Budget 2007 did display a little difference--hopefully a significant one for the evolution of fiscal policy of the future. Whether the difference arose owing to the agreement with the UNP or was part of the maturation process of the President, it may be difficult to say. The significant difference was that the economic performance was not as glowing as before. There was a modulation in tone and temper. Even the figures though somewhat inconsistent were not heavily exaggerated, only somewhat overstated. There were implications that may not have been readily clear to the ordinary reader or listener, yet some economic realities were underlined. It was certainly not a budget that promised "Blood, sweat and tears", yet one that seemed to say this is all that you can expect as my hands are tied. It was a budget that said, between the lines, that 'this is all I can do because you are not allowing me to take the correct course of action'.

There were some significant differences in this Budget from that of the previous one. No more ambitious ideas of public spending and huge subsidies, no talk of programmes to develop information technology, no new programmes to employ graduates and inflate salary bills. In some cases such as policies on information technology dispersion it is likely that last years programmes would be continued and there was no need to repeat it. In the case of graduate employment the policy was to implement the promised programme in the last budget rather than expand it further. Even a degree of trimming of the programme was observable.

The President appears to recognise the need to implement reforms in loss-making public enterprises but implied that it is not possible to implement them because of the opposition of trade unions and some minor political parties.

At least the recognition that these reforms were needed may be a first step to their reform in the future. The bitter pill is that since the government is unable to reform, the people must bear the burden. A few policy changes would also reduce losses and some responsibilities have been placed in the hands of the workers of these enterprises as well.

The revenue estimates for 2007 are perhaps more realistic than in previous years owing to a better performance and methods of revenue collection last year and some reforms in administration. Nevertheless the containment of last year's deficit to a revised 7.2 per cent is unlikely in view of the large defence expenditure.

The unrealism in the budget is seen in that inflation is expected to be contained at 8.5 per cent with an expected budget deficit of 7.5 per cent that is likely to increase if war expenditures are not contained. Perhaps this estimate is based on an optimistic expectation of international prices of oil declining. With the depreciation of the rupee import prices are likely to rise and inflationary pressures would be inevitable.

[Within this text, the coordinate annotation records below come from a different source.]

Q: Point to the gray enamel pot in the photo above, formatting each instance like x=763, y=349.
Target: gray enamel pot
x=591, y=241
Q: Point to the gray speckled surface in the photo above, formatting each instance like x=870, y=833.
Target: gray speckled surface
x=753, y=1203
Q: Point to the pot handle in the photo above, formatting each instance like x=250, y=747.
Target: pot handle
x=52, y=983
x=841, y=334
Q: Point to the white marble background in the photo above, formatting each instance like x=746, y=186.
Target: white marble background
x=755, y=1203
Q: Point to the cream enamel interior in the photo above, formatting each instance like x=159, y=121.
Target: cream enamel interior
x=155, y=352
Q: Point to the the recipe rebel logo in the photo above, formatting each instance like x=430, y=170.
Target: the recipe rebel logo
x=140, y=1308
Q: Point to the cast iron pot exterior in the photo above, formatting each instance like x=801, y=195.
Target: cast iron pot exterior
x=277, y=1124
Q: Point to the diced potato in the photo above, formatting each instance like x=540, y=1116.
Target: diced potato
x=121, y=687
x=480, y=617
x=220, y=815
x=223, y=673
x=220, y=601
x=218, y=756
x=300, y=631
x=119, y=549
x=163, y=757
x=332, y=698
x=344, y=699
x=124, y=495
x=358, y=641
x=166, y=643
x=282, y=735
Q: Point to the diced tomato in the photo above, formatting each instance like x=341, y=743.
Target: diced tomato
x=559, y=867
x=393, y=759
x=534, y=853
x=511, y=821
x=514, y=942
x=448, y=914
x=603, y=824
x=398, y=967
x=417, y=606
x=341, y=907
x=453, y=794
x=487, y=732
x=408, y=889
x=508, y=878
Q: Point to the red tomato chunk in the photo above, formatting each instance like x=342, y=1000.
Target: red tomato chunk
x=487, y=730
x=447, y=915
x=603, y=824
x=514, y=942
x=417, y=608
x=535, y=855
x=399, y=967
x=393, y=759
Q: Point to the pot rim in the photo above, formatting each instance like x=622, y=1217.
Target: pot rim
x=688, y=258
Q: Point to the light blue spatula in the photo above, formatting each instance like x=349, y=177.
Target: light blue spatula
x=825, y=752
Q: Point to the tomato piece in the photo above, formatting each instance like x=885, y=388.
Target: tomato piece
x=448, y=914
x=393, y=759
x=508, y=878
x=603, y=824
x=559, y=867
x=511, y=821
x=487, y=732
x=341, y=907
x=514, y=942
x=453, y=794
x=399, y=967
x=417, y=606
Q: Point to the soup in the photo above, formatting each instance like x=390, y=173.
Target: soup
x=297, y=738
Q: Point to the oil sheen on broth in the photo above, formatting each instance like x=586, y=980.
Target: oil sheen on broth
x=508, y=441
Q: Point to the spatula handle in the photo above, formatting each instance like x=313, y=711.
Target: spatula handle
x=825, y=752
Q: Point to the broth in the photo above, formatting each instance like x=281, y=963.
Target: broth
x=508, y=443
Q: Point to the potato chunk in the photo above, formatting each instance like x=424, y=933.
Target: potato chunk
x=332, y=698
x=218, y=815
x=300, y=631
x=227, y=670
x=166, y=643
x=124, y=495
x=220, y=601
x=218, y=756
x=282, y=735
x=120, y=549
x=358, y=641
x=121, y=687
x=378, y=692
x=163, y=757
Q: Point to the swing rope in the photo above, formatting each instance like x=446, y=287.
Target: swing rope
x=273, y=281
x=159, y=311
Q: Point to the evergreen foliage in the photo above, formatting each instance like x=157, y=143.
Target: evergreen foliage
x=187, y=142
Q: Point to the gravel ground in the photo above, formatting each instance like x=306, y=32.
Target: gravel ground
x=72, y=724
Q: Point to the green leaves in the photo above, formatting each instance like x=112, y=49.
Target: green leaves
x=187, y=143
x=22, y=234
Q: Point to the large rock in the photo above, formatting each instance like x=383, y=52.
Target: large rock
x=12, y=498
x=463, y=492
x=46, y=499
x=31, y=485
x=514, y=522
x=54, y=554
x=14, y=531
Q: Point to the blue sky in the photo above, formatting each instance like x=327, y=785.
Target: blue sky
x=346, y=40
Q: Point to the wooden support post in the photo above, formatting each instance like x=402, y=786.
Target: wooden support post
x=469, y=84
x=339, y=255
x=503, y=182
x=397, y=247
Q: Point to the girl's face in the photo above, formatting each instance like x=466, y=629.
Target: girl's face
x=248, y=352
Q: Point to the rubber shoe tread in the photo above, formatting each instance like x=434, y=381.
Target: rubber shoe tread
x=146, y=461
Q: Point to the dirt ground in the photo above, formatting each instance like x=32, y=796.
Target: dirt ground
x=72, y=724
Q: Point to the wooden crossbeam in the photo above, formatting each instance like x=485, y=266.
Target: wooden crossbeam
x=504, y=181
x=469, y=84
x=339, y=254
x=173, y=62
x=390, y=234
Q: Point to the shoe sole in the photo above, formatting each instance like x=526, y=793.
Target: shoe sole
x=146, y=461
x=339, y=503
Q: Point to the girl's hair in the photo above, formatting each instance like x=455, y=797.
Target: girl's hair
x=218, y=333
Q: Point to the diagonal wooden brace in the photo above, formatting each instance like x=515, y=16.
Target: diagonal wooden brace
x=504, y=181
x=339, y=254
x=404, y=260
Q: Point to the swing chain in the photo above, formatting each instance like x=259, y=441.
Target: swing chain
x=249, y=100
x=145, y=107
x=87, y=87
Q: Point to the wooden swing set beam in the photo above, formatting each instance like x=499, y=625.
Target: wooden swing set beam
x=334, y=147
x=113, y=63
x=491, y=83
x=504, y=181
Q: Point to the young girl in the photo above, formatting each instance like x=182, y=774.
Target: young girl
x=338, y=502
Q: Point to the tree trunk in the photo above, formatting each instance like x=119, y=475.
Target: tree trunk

As announced before the Budget presentation, the theme of Budget 2007 was to be infrastructure development. This component of the Budget is perhaps the least realisable as in the past. The intentions to develop the country's economic infrastructure are indeed indisputable. There is no prospect of achieving higher rates of growth without a significant improvement of infrastructure. The Budget envisages the development of highways, power plants, airports, ports and electricity. There are also plans to improve the housing stock. Whether these would be achieved due to financial constraints and weak capacities to implement the programmes is the real issue and concern. Going by past performances these good intentions may remain in planning documents for quite some time.

If Budget 2007 is indicative of a genuine effort at fiscal consolidation, it is a step in the correct direction. Yet as in past years we have to await the final outcome rather than rely on the figures presented in the Budget speech.